At ADSEI, we build data science projects that empower students to solve problems in their own communities. One of my favourite things about these projects is the evaluation phase. Kids work to understand a problem, design and implement a solution, and then evaluate the solution, looking for ways it can be improved. Central to the evaluation phase are the questions: “Who is helped by this solution?” and “Who is (or might be) harmed by it?”
These are questions that should routinely be asked about new kinds of technology, but rarely are. For example, when Artificial Intelligence is newly applied to hiring decisions, policing, or evaluating someone’s credit score, we should automatically sit down and do a deep dive into everything that could possibly go wrong. Unfortunately, the race to market combined with proprietary technology means that systems are not only flung into production without this kind of evaluation, they are, for the most part, not even evaluated or systematically monitored once they are in use. What’s more, a key characteristic of AI systems is typically that no-one can explain how they do what they do. Which raises the question: Are they doing what we think they are?

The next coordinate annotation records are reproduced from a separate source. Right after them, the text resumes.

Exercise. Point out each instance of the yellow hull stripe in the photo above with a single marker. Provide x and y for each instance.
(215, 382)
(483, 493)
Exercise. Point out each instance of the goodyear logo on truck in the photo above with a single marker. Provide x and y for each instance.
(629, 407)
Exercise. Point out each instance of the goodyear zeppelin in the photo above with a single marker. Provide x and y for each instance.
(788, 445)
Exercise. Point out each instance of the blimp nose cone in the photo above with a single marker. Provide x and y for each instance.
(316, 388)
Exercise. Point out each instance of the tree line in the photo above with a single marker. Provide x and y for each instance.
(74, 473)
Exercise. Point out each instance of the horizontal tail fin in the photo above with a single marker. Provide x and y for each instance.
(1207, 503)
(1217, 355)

There are many examples of AI systems not doing what we thought they were doing, such as, X-Ray analysers that detected the frequency of pneumonia at the hospital the images came from, rather than whether a patient actually had pneumonia or not. The trouble with AI is that, while it is exceptionally good at detecting patterns, it is not necessarily detecting the patterns we want it to, and it’s frequently impossible to know what it’s really doing.

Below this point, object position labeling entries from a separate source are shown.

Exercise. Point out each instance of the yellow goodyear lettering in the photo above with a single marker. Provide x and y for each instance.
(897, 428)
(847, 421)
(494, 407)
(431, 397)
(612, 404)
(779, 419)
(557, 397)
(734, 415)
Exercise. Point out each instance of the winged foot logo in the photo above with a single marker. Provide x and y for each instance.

There is a sad almost-joke that any new tech will be used for stalking within a month of deployment, (for example, bag tracking tags like the Apple Airtag, or running apps like Strava) and while individual harms can be terrifying, AI and Data Science have the potential to magnify the harms to cause significant society-wide trauma to entire categories of people, without any form of oversight or transparency. Rather than dealing with the harms caused by new technology if/when they are identified, what if we routinely examined our solutions for potential harms?
The surprisingly radical part of the evaluation phase of ADSEI projects is that we assume there are harms. Students get marks for identifying the problems with their solutions, rather than getting the highest score for producing a perfect, textbook answer. Real world problems don’t have perfect, textbook answers. Real world solutions have downsides as well as upsides. And complex, multifaceted problems such as those we are trying to tackle with AI and Data Science are going to need complex, multifaceted, and carefully tested solutions.
Which is why we need to be training our kids – and ourselves! – to routinely examine our work and figure out who it helps, who it harms, and how we can improve it.